Michael Kinsley, who has his moments (but oh, those quarter-hours!), recently put his finger on something that’s always irritated me. We all know that politicians never tell the truth, but I don’t mind flat-out lies–that goes with the territory. What drives me wild is their inability to say anything without spinning it. Whatever else you may think of him, Howard Dean occasionally does otherwise, as Kinsley points out:
After calling Saddam’s capture “a great day” for the military, for Iraqis, and for Americans generally, he added that it was “frankly, a great day for the administration.” This is a rare example of a politician saying “frankly” and then saying something actually frank. It comes close to admitting the obvious: that this development helps Bush’s chance of winning next year’s election and therefore hurts Dean’s.
It’s a real mystery why politicians find it so hard to admit the obvious about the horse-race aspects of politics. No doubt it requires a dose of blind optimism to be a politician in the first place. Even Dennis Kucinich must think he has a 1-in-10,000 chance of becoming president, when his chance is actually much smaller. But there is also an annoying convention that you must pretend to a confidence you don’t feel. Anyone who doesn’t realize that this week’s news has been a big boost for Bush’s re-election is too stupid or blinded to be elected president. Yet the press will punish any candidate who says so, possibly because if the candidates take up stating the obvious, they’re stealing our material. The pols need to be coy and evasive so that we can tell it to you straight.
Once again, this is not–repeat, not–a political blog. My reason for drawing your attention to Kinsley’s column has to do with the impeccably cultural topic of what used to be called “manners,” by which I don’t mean choosing the right fork. It is an aspect of American manners that our politicians emulate our advertisers by engaging in the 24-hour robotic spin that determines their every public utterance: “So, Senator, how do you explain the presence of that cheap hooker in your hotel room?” “When I am elected president, the failed economic policies of the current administration will be reversed, thus reducing the burden on the middle class!” (No doubt this phenomenon is in large part a function of the takeover of the political process by lawyers.) In the process, they debase the culture as well, precisely because they’re not fooling anybody. When the men and women who lead us, or wish to lead us, engage in such shameless and transparent verbal trickery, they are going far beyond the necessary quotient of euphemism that lubricates everyday human transactions. They are proving themselves consistently untrustworthy in small things. Why, then, should we trust them in large ones?
I doubt I’m the only person in America who’s noticed this phenomenon, and who finds it more than merely disagreeable. I’ve posted this description of contemporary politicians before, but it’s worth repeating:
A walking, talking person-shaped but otherwise not very human amalgam of “positions,” that familiar, tirelessly striving figure interviewed on the evening news who resoundingly tells you what he is thinking–and you keep wondering whether you should believe a word of it. These are people who don’t seem to live in the world so much as to inhabit some point on graph paper, whose coordinates are (sideways) the political spectrum and (up and down) the latest overnight poll figures.

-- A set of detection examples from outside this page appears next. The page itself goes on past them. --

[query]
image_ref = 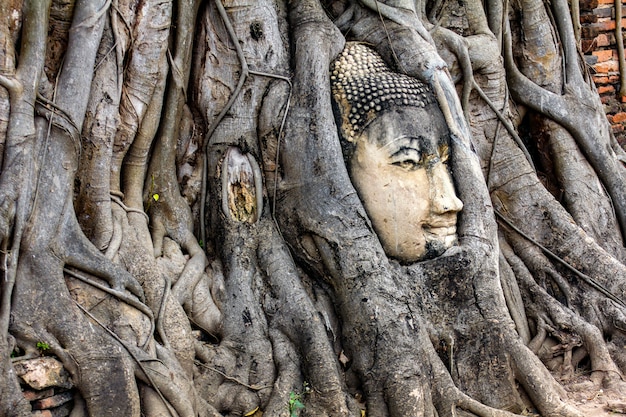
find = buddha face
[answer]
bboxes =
[349,106,463,262]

It’s from Meg Greenfield’s Washington, a book written in secret by the woman who ran the editorial page of the Washington Post for years–and who made sure her truth-telling wouldn’t see print until after her death. It’s brilliantly put, but what does it say about Washington (or about Greenfield, for that matter) that she considered it too hot to publish while she was still alive?
Back in World War II, shortly before the greasy cloud of spin had settled on the land, Gen. Joseph Stilwell, whose nickname was “Vinegar Joe,” met the press after having been forced to retreat from Burma by the Japanese. He said, “I claim we got a hell of a beating. We got run out of Burma and it is as humiliating as hell. I think we ought to find out what caused it, go back and re-take it.”
The day any politician of either party makes so blunt a remark within earshot of microphones–and declines to retract, moderate, or invert it before the day is out–you’ll know the barometer of cultural health in America is moving in the right direction. But don’t hang by your thumbs waiting for it.